Sincèrement, rien du tout. De temps en temps j’ai un petit
rappel de la part de la personne avec laquelle je travaille lorsqu’elle
pense que ça va être un peu trop effrayant, mais c’est
rare. Je m’en rends compte seulement quand je fais des dédicaces
et que je rencontre des gamins qui connaissent les livres par cœur.
Tes références…illustrateurs anciens, livres…
En musique : Kate Bush…le problème c’est que je ne
peux pas travailler et l’écouter en même temps. Quand
je l’écoute, je suis dans l’émotion, je ne peux
pas faire autre chose. Sinon, je travaille avec Lorenna Mc Kennit….Enya
aussi.
Lacme de Léo Delibe Carl Orff (Carmina Burana), c’est de
l’émotion brute. J’aime bien aussi Aerosmith, Queen
J’ai découvert aussi Moby et Massive attack, j’aime
beaucoup.
Au niveau cinéma, le premier film qui m’a frappée,
c’est Dark Crystal. Dans l’idée de : « c’est
ça que je veux faire ». Un vrai choc. Autrement, Blade Runner…Matrix.
Au niveau de l’image : Legend, même si c’est un peu
niais. Les couleurs sont à mourir. J’ai bien aimé
aussi BraveHeart…Conan aussi, même si je n’ose souvent
pas le dire ! Schwartzenegger est parfait dans le rôle du barbare,
la musique est géniale…Un film que j’ai adoré
aussi, c’est Bound. Pourtant ce n’est pas un univers qui me
fascine d’habitude, mais j’adore ce film. J’attends
vraiment un film de fantasy avec un réalisateur comme les frères
Wachowsky – avec une réflexion philosophique, une interrogation
sur la réalité qui existe dans la plupart des films de SF,
comme 2001. Il y a des films de SF de haut vol. On retrouve cet univers
dans les jeux vidéo, mais ce ne sont que des décors, moi
j’attends ce qu’il y a derrière. Et j’aimerais
vraiment qu’il y ait quelque chose derrière mes tableaux.
Aussi Myazaki, l’auteur du dessin animé Miasaki, …
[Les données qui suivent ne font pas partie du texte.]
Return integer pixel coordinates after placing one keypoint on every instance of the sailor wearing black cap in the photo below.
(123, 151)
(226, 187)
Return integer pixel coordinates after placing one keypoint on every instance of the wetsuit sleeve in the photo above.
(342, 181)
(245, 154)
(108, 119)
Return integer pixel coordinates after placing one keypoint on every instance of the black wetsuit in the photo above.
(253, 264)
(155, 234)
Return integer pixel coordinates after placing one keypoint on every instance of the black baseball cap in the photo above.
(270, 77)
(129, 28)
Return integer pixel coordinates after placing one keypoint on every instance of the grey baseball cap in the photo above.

En bouquins, mon auteur préféré c’est Orson
Scott Card : Les chronique d’Alvin le faiseur, la stratégie
Ender, ….
Ce qui est impressionnant dans la figure héroïque de Alvin,
c’est le principe du Faiseur – le mécanisme de la Création.
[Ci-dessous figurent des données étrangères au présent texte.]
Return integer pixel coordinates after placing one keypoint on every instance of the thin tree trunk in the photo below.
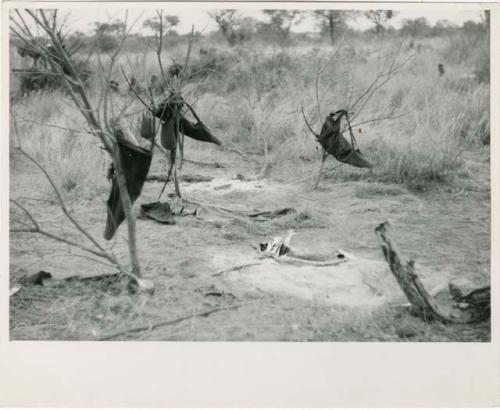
(476, 304)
Est-ce analogue à la peinture : tu fais passer une idée
dans le cadre de la réalité.
C’est exactement ça. Il y a la magie aussi, pour moi chacun
a un talent, chacun est un peu magique. Certaines personnes savent le
cultiver : une espèce de raccourci « je veux le faire / je
peux le faire / je le fais », comme une évidence. Le Faiseur,
c’est un superbe résumé de la vie : on choisit d’être
un faiseur, on construit sa vie, ou on choisit d'être un défaiseur,
on détruit sa vie et celle des autres et on n’arrive nulle
part. J’ai choisis d’être du coté des Faiseurs.